It doesn't matter what word you use, what matters is the nature of that which you are using this word to refer to. Traditionally this word has been used to refer to either A) Invalid/contradictory hypothesis or B) A rehashing of the corpuscular hypothesis.
The author at the site describes the aether thus:
In order to keep things simple, one should postulate that the aether is perfectly homogeneous and that it preserves energy without any loss. Then it would transmit sinusoidal waves whose speed c is constant.
The keyword here is "homogeneous". The common definition(s):
homogeneous:
1. composed of parts or elements that are all of the same kind
2. of the same kind or nature; essentially alike.

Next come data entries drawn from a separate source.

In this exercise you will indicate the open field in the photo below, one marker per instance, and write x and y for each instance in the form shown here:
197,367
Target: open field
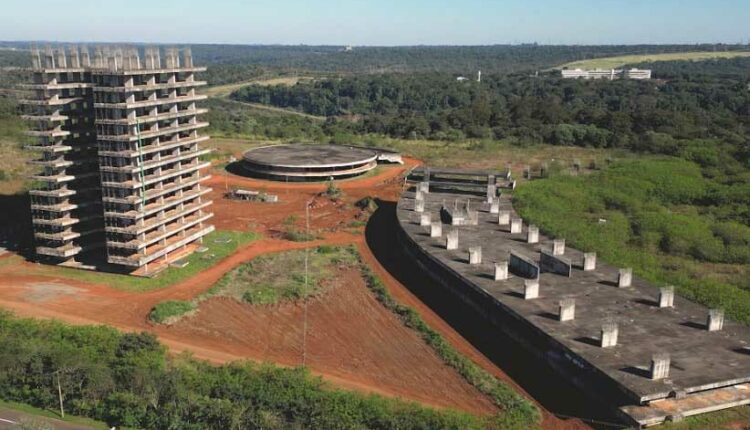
615,62
219,332
225,90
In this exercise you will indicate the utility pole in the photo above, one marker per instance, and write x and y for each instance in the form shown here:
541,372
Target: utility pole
59,395
307,251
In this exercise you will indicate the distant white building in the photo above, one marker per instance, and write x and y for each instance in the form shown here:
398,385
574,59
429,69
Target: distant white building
610,74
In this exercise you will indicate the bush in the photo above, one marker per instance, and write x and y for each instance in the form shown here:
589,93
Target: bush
517,412
125,388
170,311
658,221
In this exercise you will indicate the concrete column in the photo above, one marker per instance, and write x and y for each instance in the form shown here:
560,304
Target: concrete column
473,217
567,311
558,247
436,229
495,206
475,255
530,289
666,297
660,366
589,261
625,277
419,206
503,217
491,193
715,320
501,270
609,334
532,234
451,240
425,219
516,225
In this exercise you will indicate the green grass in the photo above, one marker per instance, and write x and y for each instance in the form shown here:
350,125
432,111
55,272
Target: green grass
31,410
655,223
517,411
619,61
220,244
279,277
170,311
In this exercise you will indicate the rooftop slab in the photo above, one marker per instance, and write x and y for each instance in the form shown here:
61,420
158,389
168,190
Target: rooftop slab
700,360
300,155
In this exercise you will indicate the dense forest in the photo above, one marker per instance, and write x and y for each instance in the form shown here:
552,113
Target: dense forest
373,59
660,117
728,68
126,379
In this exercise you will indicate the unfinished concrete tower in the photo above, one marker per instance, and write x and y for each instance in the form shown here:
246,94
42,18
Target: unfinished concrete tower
121,166
66,202
147,132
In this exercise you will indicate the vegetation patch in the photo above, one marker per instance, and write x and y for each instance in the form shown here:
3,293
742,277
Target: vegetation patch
284,276
674,221
219,244
170,311
293,233
622,60
517,411
127,380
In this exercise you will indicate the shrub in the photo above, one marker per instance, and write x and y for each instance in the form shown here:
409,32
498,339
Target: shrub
171,310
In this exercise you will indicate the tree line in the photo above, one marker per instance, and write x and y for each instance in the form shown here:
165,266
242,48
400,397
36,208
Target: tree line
654,116
126,379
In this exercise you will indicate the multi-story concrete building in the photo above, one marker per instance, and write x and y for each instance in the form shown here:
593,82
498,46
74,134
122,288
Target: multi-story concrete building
609,74
122,167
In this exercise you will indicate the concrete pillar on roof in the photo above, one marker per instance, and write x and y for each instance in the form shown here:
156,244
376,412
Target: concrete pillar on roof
660,366
666,297
425,219
532,234
451,240
558,247
475,255
516,225
495,206
609,334
501,270
491,193
567,310
625,277
503,217
531,289
419,205
436,229
589,261
715,320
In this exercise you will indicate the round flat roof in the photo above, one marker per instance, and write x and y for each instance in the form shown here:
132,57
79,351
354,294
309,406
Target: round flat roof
303,155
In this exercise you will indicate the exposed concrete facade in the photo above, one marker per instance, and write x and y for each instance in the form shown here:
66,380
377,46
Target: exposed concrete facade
710,367
132,148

The first definition refers to a collection of objects (parts or elements). If the aether is just a collection of identical objects then it is just a bunch of discrete particles, unless these objects are physically connected (which has not been stated). Particles just bounce off each other (diverge). There is no such thing as the force of pull with discrete particles. The aether hypothesis has never stated that objects are physically connected.

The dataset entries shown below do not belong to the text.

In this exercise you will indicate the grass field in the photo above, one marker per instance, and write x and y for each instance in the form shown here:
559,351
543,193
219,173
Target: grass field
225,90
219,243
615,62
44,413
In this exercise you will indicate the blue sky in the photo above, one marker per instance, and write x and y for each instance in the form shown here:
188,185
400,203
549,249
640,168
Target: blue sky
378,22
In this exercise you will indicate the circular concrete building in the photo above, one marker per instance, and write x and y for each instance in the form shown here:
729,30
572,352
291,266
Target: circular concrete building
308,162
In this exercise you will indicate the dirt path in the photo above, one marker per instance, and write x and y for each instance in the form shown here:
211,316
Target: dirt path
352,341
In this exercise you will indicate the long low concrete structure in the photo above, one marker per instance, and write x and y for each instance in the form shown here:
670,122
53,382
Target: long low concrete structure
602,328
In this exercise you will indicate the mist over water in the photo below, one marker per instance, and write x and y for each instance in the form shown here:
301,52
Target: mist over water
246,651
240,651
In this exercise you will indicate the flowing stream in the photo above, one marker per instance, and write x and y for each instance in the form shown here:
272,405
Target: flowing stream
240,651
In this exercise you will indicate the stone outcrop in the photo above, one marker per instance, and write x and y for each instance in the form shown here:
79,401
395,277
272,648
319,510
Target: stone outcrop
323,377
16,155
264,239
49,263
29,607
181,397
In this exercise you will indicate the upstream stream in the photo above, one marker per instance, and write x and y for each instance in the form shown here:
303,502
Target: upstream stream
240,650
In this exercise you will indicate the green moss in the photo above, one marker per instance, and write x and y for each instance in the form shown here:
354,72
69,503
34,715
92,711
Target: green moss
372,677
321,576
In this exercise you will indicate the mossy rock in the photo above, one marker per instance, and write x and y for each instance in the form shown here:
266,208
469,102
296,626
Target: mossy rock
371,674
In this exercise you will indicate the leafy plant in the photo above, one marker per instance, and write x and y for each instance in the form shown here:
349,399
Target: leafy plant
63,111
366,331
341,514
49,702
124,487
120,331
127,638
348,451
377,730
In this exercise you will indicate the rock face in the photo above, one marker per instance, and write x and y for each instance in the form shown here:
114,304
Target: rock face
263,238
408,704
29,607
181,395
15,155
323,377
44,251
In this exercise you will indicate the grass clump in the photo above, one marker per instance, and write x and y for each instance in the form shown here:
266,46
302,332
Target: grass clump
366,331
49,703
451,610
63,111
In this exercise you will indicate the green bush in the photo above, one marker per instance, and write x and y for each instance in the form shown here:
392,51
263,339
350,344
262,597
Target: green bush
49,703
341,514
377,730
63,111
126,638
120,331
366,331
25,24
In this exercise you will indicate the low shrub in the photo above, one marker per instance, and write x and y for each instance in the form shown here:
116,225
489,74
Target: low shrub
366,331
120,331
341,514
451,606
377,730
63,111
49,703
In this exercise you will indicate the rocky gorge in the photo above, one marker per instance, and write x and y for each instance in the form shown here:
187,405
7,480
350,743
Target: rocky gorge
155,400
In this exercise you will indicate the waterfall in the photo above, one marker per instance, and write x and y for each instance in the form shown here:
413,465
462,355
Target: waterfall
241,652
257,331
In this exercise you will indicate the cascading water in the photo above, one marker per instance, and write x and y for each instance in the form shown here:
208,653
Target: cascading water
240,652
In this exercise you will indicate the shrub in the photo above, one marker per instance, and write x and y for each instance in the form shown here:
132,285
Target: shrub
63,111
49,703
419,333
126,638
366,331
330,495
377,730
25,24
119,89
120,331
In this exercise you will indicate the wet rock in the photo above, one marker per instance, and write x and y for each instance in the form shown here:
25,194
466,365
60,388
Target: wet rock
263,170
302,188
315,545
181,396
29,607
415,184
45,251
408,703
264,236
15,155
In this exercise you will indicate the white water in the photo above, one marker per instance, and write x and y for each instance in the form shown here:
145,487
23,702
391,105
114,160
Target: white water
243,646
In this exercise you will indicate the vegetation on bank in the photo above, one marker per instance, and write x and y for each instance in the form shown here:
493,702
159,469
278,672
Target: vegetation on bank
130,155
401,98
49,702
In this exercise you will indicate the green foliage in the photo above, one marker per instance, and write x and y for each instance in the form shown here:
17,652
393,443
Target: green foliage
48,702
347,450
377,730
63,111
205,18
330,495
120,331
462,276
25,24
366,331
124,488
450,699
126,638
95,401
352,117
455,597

The other way "aether" has been used is as a "continuous medium". A continuous object, however, cannot deform. If it's continuous there is nowhere within it for anything to move! This is the invalid hypothesis (because it proposes something that cannot deform can deform).
This is why the aether hypothesis is dead. We need a new hypothesis, a rope/chain hypothesis in which every object in the universe is physically connected to every other object. This explains
physically why light travels rectilinear and why bodies appear to attract each other "at a distance" (gravitation).
The author sums up the problem with the aether hypothesis:
This site does not explain how the aether works mechanically.
By "mechanically" he means "physically". The aether is a nonphysical hypothesis. All the author has done in this article is say "there must be some way for light to propagate, you cannot have a wave without something waving". This is not a hypothesis! It's repeating the definition of a wave! A wave is *defined* as some
thing moving in a particular manner.
The chain-rope hypothesis solves this problem by actually posing a new physical mechanism beyond the particle. The traditional aether is dead.